Other distros have much better ports/integration.
Red Hat (through Fedora) should take the lead in this area and bind the distribution Gold releases to the ARM platform as well as i386/x86_64.
Yes - there are things that ARM can't do as well as Intel/AMD CPU's, but there are also things that it does better.
Although I'm thinking about creating large farms of cheap, low-energy app servers here, it's not beyond the realm of possibility to see this as a good virtualisation platform either. Especially with HP's Project Moonshot on the go.
Thanks
Duncan
Responses
Hi Duncan,
I've not got the inside line on ARM in RHEL, but there is a strong effort already going in Fedora to port to the architecture.
Some links that may be of interest:
http://fedoraproject.org/wiki/Architectures/ARM
http://www.raspberrypi.org/archives/254
https://admin.fedoraproject.org/mailman/listinfo/arm
A lot of work appears to be going in to the bootstrap right now:
http://fedoraproject.org/wiki/Architectures/ARM/Fedora15_HardFP_Bootstrap
Best regards,
Mark
The ARM devices currently in your home are in all likeliness not of a type that's interesting from an Enterprise Linux perspective. AArch64 is a lot more interesting from that perspective. It is getting backing from Enterprise-class server vendors like Dell and is likely to present a much more unified machine model to target than the existing ARM menagerie. Mark already pointed to that, and I'd like to add a link to LWN's coverage of this topic, Supporting 64-bit ARM systems.
Some other developments probably worth mentioning here are Red Hat Devs Working On ARM64 OpenJDK Port and Red Hat's Linaro membership.
Speaking of ARM developments, we now have an opening for a Principal Software Engineer - Virtualization with "Enhance the performance and scalability of KVM on X86 and ARM " as one of their principal duties.
As of today, there's an upstream kernel release (3.7) which includes AArch64 support.
[linux-kernel-git]$ git diff v3.6..v3.7 arch/arm64 | diffstat | tail -n 1 161 files changed, 20831 insertions(+)

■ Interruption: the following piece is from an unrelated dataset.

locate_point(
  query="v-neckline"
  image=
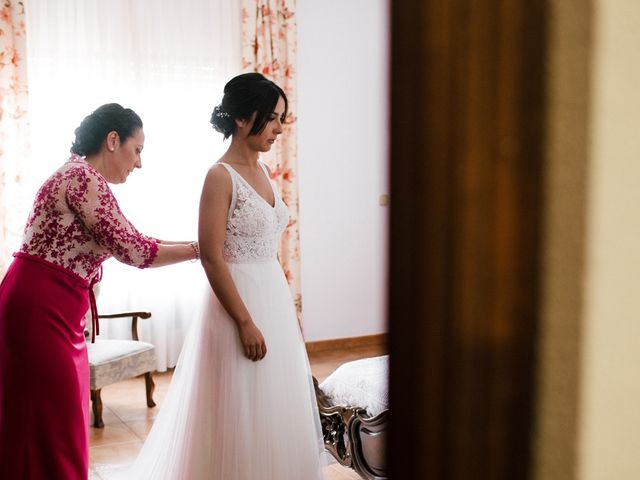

And as of today, there's an upstream glibc release (2.17) which includes AArch64 support.
Hi Duncan,
some of the challenges to producing one kernel that will run across common ARM machines are alluded to in this interview, in particular, the need for a common motherboard standard to enable device detection:
http://www.serverwatch.com/server-trends/red-hat-linux-on-arm-is-no-joke.html
There was also a talk by Jon Masters at the Summit that again covers ARM:
http://gb.redhat.com/resourcelibrary/videos/hyperscale-cloud-computing-with-arm-processors
I'm sorry we haven't got anything more concrete to say publically at this moment, but the work is going on.